“Voltei a sentir-me novamente jogador”


Pedro Mendes regressou à competição em janeiro, pelo Estrela da Amadora, depois de nove meses sem jogar.

Jogou na Liga dos Campeões pelo Real Madrid, estreou-se na Primeira Liga pelo Sporting, foi internacional A português em 2018, mas uma grave lesão quase comprometeu a sua carreira.

Pedro Mendes regressou à competição em janeiro deste ano, pelo Estrela da Amadora, onde voltou a sentir-se jogador.

Nasceste na Suíça, mas começaste o teu percurso no futebol em Portugal. Isso aconteceu porque os teus pais regressaram ao nosso país?
Como todas as famílias emigrantes procuram uma qualidade de vida melhor no estrangeiro, eu não fugi à regra. Acabou por acontecer nascer na Suíça, mas não fiquei lá muito tempo porque os meus pais emigraram novamente e tentaram a sorte em Espanha. Fiquei lá seis anos à procura de melhores condições de vida, depois voltámos a Portugal e aí começa a minha história no futebol.

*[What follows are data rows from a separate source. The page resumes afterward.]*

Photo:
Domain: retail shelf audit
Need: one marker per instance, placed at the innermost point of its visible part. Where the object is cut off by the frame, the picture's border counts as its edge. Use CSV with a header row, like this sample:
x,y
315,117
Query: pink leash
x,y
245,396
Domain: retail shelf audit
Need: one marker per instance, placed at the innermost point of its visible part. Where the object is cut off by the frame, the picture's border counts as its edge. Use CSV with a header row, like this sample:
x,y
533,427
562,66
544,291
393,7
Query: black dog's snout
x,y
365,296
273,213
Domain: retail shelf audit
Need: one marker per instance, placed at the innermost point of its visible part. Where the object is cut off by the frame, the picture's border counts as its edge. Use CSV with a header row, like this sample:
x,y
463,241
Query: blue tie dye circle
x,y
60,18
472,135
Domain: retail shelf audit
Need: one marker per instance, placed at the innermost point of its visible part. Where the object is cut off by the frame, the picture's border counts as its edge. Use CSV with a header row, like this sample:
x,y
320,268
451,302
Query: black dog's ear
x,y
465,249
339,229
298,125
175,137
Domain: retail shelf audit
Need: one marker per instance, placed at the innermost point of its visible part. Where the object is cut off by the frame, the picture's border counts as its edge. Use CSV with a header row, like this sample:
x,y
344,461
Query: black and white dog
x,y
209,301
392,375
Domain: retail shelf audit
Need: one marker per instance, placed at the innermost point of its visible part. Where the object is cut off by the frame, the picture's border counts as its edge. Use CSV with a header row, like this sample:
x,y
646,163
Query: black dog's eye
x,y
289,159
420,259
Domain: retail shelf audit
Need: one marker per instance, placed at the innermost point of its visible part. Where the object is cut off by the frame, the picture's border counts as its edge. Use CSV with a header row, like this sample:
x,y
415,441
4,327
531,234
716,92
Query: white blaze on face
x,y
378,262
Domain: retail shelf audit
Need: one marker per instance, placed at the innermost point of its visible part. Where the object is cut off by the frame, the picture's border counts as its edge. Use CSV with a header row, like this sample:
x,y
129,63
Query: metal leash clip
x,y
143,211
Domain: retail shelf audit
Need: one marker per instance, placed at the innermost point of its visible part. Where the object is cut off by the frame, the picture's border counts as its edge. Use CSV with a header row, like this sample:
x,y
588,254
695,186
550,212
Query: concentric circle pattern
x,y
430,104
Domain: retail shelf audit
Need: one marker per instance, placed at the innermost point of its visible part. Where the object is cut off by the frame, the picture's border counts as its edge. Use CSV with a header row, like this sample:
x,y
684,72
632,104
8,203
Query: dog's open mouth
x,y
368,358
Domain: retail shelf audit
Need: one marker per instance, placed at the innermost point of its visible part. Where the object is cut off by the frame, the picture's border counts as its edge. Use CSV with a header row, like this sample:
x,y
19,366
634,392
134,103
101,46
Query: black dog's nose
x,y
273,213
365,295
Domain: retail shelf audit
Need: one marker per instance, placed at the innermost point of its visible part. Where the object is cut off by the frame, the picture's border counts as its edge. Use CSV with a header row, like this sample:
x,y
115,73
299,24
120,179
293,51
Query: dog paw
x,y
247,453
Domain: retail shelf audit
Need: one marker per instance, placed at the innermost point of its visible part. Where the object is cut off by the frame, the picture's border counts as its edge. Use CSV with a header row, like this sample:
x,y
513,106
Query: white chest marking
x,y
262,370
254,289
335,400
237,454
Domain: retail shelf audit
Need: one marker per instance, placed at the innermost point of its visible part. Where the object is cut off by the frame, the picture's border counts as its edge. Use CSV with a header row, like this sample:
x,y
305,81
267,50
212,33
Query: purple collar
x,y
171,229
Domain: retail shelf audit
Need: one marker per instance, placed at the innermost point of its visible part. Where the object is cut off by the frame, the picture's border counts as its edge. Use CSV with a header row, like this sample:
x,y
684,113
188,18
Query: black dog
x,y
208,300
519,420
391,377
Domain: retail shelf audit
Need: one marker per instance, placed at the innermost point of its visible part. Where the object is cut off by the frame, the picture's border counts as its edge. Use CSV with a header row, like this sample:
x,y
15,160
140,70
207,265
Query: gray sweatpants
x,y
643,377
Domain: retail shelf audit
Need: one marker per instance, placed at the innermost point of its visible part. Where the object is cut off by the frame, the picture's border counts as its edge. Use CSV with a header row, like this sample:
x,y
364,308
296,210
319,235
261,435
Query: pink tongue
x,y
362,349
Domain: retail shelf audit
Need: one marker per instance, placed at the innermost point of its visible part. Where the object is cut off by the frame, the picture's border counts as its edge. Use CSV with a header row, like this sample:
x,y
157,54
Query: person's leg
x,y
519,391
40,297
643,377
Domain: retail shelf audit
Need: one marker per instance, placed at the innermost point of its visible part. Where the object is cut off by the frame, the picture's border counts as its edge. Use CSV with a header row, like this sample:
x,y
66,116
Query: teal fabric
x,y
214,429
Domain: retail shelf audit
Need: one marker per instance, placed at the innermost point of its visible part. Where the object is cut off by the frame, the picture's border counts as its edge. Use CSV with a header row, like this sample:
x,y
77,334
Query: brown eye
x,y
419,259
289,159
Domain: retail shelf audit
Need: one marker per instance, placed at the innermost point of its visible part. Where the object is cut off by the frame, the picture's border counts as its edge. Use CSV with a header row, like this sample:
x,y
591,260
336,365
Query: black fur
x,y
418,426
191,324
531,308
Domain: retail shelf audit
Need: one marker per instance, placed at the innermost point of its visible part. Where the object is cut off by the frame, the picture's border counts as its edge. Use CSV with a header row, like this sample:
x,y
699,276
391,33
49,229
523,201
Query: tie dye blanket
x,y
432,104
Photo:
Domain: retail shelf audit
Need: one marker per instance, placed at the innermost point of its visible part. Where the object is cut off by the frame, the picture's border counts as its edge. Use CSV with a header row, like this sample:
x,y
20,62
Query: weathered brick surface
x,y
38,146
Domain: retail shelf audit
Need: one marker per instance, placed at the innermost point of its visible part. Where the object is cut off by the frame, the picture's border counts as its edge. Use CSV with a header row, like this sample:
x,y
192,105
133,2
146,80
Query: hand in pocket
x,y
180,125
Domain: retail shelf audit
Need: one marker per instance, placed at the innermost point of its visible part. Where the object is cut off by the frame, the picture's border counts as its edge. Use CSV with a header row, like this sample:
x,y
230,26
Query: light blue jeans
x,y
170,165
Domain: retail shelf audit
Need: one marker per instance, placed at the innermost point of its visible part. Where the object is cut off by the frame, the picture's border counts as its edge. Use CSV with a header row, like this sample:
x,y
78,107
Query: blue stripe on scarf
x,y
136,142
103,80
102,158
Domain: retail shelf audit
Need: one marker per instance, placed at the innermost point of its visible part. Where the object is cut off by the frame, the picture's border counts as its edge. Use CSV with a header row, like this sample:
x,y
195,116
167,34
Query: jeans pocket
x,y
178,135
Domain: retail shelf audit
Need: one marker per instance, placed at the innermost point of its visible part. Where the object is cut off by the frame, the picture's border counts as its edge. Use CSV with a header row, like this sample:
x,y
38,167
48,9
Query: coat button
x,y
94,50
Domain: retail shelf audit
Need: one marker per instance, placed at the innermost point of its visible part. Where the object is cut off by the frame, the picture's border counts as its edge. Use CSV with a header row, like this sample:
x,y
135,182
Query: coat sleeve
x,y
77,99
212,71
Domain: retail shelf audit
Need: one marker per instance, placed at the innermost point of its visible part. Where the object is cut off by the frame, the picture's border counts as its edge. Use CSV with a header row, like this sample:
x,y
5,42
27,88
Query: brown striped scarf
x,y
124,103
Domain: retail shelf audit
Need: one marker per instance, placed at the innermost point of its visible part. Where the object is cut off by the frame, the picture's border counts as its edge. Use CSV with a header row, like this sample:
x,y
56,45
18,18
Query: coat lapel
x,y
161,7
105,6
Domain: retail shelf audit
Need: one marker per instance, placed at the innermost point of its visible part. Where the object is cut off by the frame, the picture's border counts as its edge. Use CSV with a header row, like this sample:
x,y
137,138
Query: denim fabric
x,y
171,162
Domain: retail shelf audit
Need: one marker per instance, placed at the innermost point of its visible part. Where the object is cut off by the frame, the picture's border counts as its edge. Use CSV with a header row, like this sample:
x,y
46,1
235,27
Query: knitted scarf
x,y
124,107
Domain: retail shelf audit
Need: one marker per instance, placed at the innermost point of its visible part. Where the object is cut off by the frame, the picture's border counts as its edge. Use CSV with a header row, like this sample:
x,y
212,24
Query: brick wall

Começaste a formação como jogador no Real e terminaste-a no Sporting. Como sénior fizeste a estreia pelo Real, seguiu-se o Servette e foste para o Real Madrid. Como surgiu essa oportunidade?
Lembro-me que era representado pela Gestifute e surgiu porque tínhamos feito uma grande campanha na segunda divisão da Suíça. Subimos de divisão, o mister era o João Alves e o Jorge Mendes falou com o Mourinho. Perguntou se havia a possibilidade de me colocar lá e eles acharam que eu era merecedor dessa oportunidade. Sou um sortudo por a ter tido e é algo que nunca vou esquecer.

José Mourinho foi o melhor treinador com quem trabalhaste?
Tive a oportunidade de trabalhar com ele, mas foi esporadicamente. Fui para a equipa B e tive poucos momentos com o plantel principal. Era chamado para treinar, mas daquilo que vi e deu para perceber, foi dos treinadores que mais me marcou. Mas só vi o lado bonito da história, porque nos piores momentos não tive a oportunidade de conhecer o Mourinho. Só retiro aspetos positivos dessa experiência.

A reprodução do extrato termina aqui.